Cuando Leo ya está acostado y en el proceso de dormirse, me gusta entrar en su habitación, sentarme en el borde de su minúscula camita y preguntarle qué tal está. Nos ponemos a hablar, me hace preguntas absurdas a las que intento responder con la mayor coherencia, o no. Y siempre me interroga: "¿Quieres dormir contigo?" a lo que yo siempre le respondo: "Pero solo un poquito". Me acurruco a su lado y nos acechamos a ver quién cierra antes los ojos. El otro día, después del ritual habitual, Leo insistía en que volviera a dormir un ratito más. Y me decía: "Mamá, mamá, otra dormida más". Quien puede resistirse a prolongar el mejor momento del día otro ratito.

Afortunada

Ayer fue 11-S. En Documentos TV echaron un documental suizo que muestra el abandono al que han sido condenados todos los trabajadores y voluntarios que estuvieron en la zona cero tras la catástrofe. El 60% de estos ha desarrollado al cabo de los años alguna enfermedad grave relacionada directamente con la exposición a elementos tóxicos durante sus largas jornadas de trabajo. Ninguno de ellos está recibiendo ayuda del estado, lo que, teniendo en cuenta que el estado de bienestar es inexistente en EE.UU., hace que su abandono sea todavía mayor: sin posibilidad de trabajar y sin seguro médico no pueden mantener sus tratamientos.

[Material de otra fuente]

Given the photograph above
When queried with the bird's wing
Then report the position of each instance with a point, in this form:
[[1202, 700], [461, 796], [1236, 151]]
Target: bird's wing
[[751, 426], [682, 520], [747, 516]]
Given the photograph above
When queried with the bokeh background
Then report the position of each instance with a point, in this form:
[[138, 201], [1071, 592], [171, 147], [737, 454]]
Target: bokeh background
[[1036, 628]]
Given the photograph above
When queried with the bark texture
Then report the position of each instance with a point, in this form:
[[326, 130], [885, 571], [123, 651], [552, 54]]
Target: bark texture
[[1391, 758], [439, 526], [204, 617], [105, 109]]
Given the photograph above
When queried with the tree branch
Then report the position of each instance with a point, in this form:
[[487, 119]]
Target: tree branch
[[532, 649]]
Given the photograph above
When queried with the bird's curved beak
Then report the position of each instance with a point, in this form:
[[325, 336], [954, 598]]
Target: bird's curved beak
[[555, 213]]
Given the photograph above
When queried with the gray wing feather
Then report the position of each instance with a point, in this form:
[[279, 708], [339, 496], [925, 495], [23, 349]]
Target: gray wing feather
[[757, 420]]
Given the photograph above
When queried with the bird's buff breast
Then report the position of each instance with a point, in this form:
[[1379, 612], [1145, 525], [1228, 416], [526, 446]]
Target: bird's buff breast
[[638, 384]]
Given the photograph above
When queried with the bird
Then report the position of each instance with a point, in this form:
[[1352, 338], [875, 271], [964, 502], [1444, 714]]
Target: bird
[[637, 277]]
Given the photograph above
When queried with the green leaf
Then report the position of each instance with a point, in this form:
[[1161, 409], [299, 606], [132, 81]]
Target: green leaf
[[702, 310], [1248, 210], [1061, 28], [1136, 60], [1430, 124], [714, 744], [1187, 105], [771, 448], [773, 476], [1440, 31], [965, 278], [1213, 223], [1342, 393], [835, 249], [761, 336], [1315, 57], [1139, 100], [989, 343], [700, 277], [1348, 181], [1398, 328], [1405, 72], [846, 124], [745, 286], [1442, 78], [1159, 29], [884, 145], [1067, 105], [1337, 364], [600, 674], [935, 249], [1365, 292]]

Me acosté apesadumbrada. Enfurecida por la injusticia. Y también temerosa. La Fortuna siempre ha sido arbitraria y nadie tiene la garantía de contar con su beneplácito. Soy afortunada. Lo son la mayoría de los que me rodean y aquellos a los que quiero. Y siento una especie de imposición moral de, desde mi fortuna, esforzarme por la de aquellos que no la conocen. No sé cómo. Y no me sirve aquello que decía Agustín García Calvo de que lo mejor que podemos hacer por los demás es estar bien nosotros mismos. Siento ese deber que va más allá de mis fronteras inmediatas, más allá de una donación, más allá de una afiliación.No sé muy bien hacia dónde, pero siento el impulso.